The private survey by Markit found U.S. factory activity this month grew at the fastest pace in nearly four years. The report helped investors shrug off earlier concerns about China after a separate report found manufacturing in the world’s second-biggest economy contracted for a second straight month in February.
Japan’s benchmark Nikkei 225 index jumped 2 per cent to 14,741.42 as the yen weakened after a sharp gain the day before. A weak yen boosts export stocks.

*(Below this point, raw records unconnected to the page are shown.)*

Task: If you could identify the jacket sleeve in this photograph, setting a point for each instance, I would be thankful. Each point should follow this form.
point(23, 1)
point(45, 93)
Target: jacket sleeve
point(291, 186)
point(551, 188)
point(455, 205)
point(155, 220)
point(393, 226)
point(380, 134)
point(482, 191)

South Korea’s Kospi gained 1 per cent to 1,950.69. Hong Kong’s Hang Seng added 0.6 per cent to 22,523.04 and Australia’s S&P/ASX 200 advanced 0.6 per cent to 5,445.60.
However, the Shanghai Composite Index dropped 0.9 per cent to 2,118.93.
A moderate gain in the Conference Board’s January index of leading indicators, suggesting continued economic expansion in the world’s No. 1 economy in the first half, also helped shore up gains in major U.S. benchmarks.
The Standard & Poor’s 500 rose 0.6 per cent to 1,839.78 and the Dow Jones industrial average gained per cent, to 16,133.23. The Nasdaq composite climbed 29.59 points, or 0.7 per cent, to 4,267.55.
In energy trading, benchmark crude for April delivery was down 3 cents to $102.72 a barrel in electronic trading on the New York Mercantile Exchange. The contract fell 9 cents to $102.75 on Wednesday.
In currencies, the dollar edged lower to 102.47 yen from 102.48 yen in late trading on Thursday, when it weakened to as low as 101.68. The euro was little changed at $1.3719.